Special diets should be a standard treatment for all children with attention-deficit hyperactivity disorder (ADHD), say researchers. Skip related content
The recommendation stems from work showing a link between food allergies and the condition that causes children to be over-active, impulsive and inattentive.
In the latest study, scientists looked at the effect eliminating certain foods from the individually-tailored diets of children aged four to eight with ADHD.
Fifty children were given the "elimination" diet while another 50 were put on a general healthy diet. further tuning of the diets then took place based on blood tests showing immune responses to 270 different foods.
Children with the restricted diet showed significant improvements in their ADHD symptoms, the researchers reported in The Lancet medical journal.
The authors, led by Professor Jan Buitelaar, from Radboud University, the Netherlands, wrote: "We think that dietary intervention should be considered in all children with ADHD, provided parents are willing to follow a diagnostic restricted elimination diet for a five-week period, and provided expert supervision is available.

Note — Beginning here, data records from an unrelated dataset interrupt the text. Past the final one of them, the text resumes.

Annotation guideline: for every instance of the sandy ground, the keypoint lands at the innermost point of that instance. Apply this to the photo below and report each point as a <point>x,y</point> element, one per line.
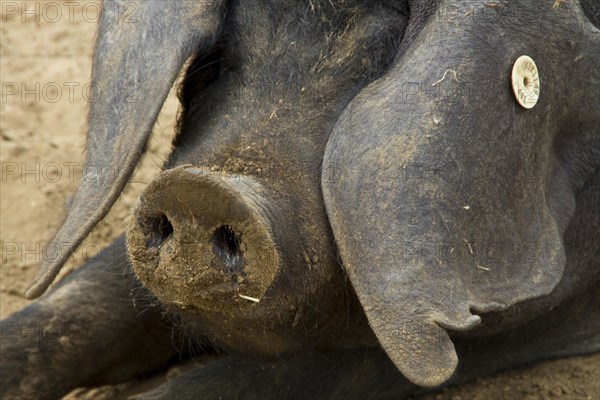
<point>45,65</point>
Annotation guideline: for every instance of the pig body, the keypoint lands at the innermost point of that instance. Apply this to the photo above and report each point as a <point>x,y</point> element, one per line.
<point>293,139</point>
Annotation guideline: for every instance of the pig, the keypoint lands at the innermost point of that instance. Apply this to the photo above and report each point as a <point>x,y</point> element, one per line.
<point>334,232</point>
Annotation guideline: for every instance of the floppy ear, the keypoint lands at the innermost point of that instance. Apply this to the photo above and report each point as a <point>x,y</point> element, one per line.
<point>140,50</point>
<point>445,196</point>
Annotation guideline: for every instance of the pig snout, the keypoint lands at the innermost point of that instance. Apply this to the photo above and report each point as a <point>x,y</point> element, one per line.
<point>202,240</point>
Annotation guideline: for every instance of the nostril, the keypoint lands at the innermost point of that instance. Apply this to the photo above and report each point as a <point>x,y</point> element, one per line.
<point>227,247</point>
<point>160,229</point>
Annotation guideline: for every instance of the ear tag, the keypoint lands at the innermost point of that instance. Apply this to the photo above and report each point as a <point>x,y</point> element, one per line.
<point>525,82</point>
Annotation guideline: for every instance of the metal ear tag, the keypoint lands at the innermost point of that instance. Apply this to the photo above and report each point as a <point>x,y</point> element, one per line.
<point>525,82</point>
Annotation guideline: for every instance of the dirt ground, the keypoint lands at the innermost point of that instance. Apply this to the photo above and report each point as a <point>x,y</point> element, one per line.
<point>45,64</point>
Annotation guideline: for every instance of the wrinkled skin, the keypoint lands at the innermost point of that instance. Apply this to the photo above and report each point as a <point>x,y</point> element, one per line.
<point>260,108</point>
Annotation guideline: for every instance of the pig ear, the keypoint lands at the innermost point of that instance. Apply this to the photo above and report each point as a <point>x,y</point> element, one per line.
<point>140,49</point>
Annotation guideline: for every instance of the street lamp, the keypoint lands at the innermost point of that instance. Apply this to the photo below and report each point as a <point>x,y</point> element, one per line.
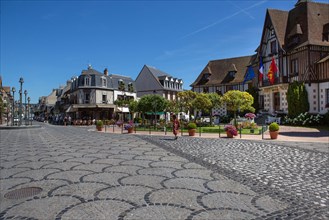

"Children who react favourably to this diet should be diagnosed with food-induced ADHD and should enter a challenge procedure, to define which foods each child reacts to, and to increase the feasibility and to minimise the burden of the diet."
Drugs or behavioural treatments should be considered for children who do not respond to a dietary approach, said the researchers.
But Professor David Daley, from the Institute of Mental Health at the University of Nottingham, said it would be "premature" to assume that dieting can tackle ADHD.
"We need to know more about how expensive the intervention is, how motivated parents need to be to make it work, and how easy it is for parents to get their ADHD child to stick to the diet," he said.